The intervening years have not been kind, and re-watching The Lone Ranger was by far the worst Re-Review I’ve done thus far. It is simply one of the worst movies I’ve ever sat through (twice, now, unfortunately…)
Casting Johnny Depp as Tonto was, by far, the most egregious sin of the entire movie. But that was hardly the only one. Here’s a few other problems: offensive caricatures of Chinese slaves; a terrible framing device that serves no function other than wasting screen time; paralyzingly dull pacing; tonal shifts from fun, western, slapstick comedy to nightmarish horror (one villain cuts out and eats the heart of the hero’s brother…WTF?!); late usage of THE ONLY THING PEOPLE REMEMBER ABOUT THE LONE RANGER: THE THEME MUSIC.

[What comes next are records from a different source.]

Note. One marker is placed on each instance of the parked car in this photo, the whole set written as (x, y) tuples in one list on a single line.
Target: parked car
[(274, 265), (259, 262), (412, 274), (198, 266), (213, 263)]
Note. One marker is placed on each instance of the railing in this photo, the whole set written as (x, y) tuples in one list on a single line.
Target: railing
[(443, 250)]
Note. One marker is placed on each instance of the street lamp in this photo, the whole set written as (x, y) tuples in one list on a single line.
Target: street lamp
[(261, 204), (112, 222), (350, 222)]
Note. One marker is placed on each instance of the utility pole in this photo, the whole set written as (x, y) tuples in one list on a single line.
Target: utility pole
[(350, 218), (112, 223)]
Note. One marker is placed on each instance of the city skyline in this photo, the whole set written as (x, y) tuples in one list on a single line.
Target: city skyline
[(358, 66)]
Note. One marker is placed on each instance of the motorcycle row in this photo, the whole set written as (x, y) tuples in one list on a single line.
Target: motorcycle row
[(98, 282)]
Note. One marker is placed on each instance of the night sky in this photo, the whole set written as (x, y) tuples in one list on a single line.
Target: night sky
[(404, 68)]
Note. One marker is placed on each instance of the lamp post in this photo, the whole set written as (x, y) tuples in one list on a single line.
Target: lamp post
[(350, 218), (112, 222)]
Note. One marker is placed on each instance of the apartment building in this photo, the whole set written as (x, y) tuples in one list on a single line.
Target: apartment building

The list could go on, but…why?! This movie is just an abomination. Armie Hammer is solid as the Lone Ranger, and Hans Zimmer’s score, especially his arrangement of William Tell Overture, is awesome. But that’s it…there’s nothing else worth a damn about this movie and given the appropriate and responsible rejection of whitewashing in Hollywood movies in recent years, this movie is worse than when it was released 7 years ago. In fact, I have to believe that because of The Lone Ranger, there has been a legitimate shift away from this kind of trash cultural whitewashing.
Pros:
- Armie Hammer was a great choice for the lead, even though his character is sidelined by Depp
- Hans Zimmer’s score, especially the excellent arrangement of the familiar William Tell Overture
Cons:
- Cultural whitewashing and appropriation
- Terrible pacing
- Uneven tone
- Just…almost everything, really
Rating: .5/5
The only reason this movie gets ½ is because of Zimmer’s score, but just stream that and skip the movie.